Unpacking the Influence of Online Students’ Perceived Course Satisfaction/Dissatisfaction on their Performance
Concurrent Session 3
To what extent do online students’ perceive their course satisfaction and dissatisfaction influence their course performance? Presenters will answer this question based on findings from a dissertation study and references such as Keller’s ARCS Model and Herzberg’s two-factor theory. They will recommend strategies that could potentially improve online students performance.
To what extent do online students perceive that their satisfying and dissatisfying online course experiences influenced their online course performance? Answering this question bears significance, given the escalating number of higher education online courses and programs, in which student satisfaction is underscored as a quality indicator (Allen, Seaman, Poulin, & Straut, 2016; Quality Matters, 2014). The significance of including students’ voices for informing enhancements to online course design and development continues to gain researchers’ attention in this fastest growing course modality in higher education (Clinefelter & Aslanian, 2016; Jacobi, 2016; Shattuck, 2015). Unlike their counterparts in traditional face-to-face classes, students in the online environment are usually more mature and challenged to be self-directed in their learning that requires high levels of motivation and confidence in order to succeed (Katt & Condly, 2009; Kauffman, 2015). Employing the Keller’s ARCS Model (Milman & Wessmiller, 2016) and Herzberg’s two-factor theory (Herzberg, Mausner, & Snyderman, 1959), the current presentation intents to unpack online master’s students’ perception of the influence of their satisfying and dissatisfying online course experiences on their online course performance. Based on findings from a doctoral dissertation that examined such influence on online students’ course performance, the presenters will recommend instructional strategies that could lead to satisfying online learning experiences that could potentially increase online students’ course performance.
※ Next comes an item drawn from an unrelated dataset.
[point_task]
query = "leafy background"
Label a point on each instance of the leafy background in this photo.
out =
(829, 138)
Practice appears to be ahead of research as online courses and program rapidly increase to match student demand (Clinefelter & Aslanian, 2016; Jacobi, 2016; Shattuck, 2015), but research on key factors influencing both online students’ satisfaction and dissatisfaction (Chyung & Virgilio, 2013; Katt & Condly, 2009) and, by extension, their performance is needed. To this end, only a few studies can be found that applied Herzberg’s et al. (1959) two-factor theory (of satisfaction and dissatisfaction) to higher education for understanding the factors that influence both students’ satisfaction and dissatisfaction in these learning environments (Chyung & Vachon, 2005; Danielson, 1998; DeShields, Kara, & Kaynak, 2005; Katt & Condly, 2009). A sole study from among the latter, Chyung and Vachon (2005), explored factors leading to students’ satisfaction and dissatisfaction with their online learning experiences, but did not probe how such satisfaction or dissatisfaction influenced students’ course performance. The need for further research on how online students’ course satisfaction influence their performance is critical as it is a quality indicator that impacts online course retention or attrition as well as students’ decision to continue with a particular institution (DeShields, Kara & Kaynak, 2005; Harrison, Gemmell, & Reed, 2014; Keller, 2010).
Building on Herzberg’s et al. (1959) two-factor workplace-based theory, Katt and Condly (2009) attempted to determine what factors motivated or demotivated students in the classroom and whether similar patterns existed between the workplace and the classroom. Katt and Condly’s (2009) study results resonated with Herzberg’s theory regarding hygienic factors or dissatisfiers (e.g., poor class management and unfair class policies) affecting students’ dissatisfaction. Similarly, students’ satisfiers (e.g., professor care and achievement) also aligned with the theory for factors affecting students’ satisfaction in their classes. Katt and Condly concluded that student motivation can be influenced by factors stimulating their psychological growth to include recognizing students’ success and giving them challenging but achievable assignments. Thus, the researchers confirmed Herzberg’s et al. two-factor theory that satisfiers and dissatisfiers operate on two different continua. Conventional research tends to view satisfaction and dissatisfaction as opposites ends of one continuum which is not necessarily the case. As such, it is imperative that online practitioners examine student satisfaction and dissatisfaction separately because the absence of one does not automatically result in the presence of the other. The dissertation findings that will be discussed in the current presentation, used Herzberg’s et al. two-factor theory as a lens to understand how students’ perceived course satisfaction and dissatisfaction influence their performance in online courses.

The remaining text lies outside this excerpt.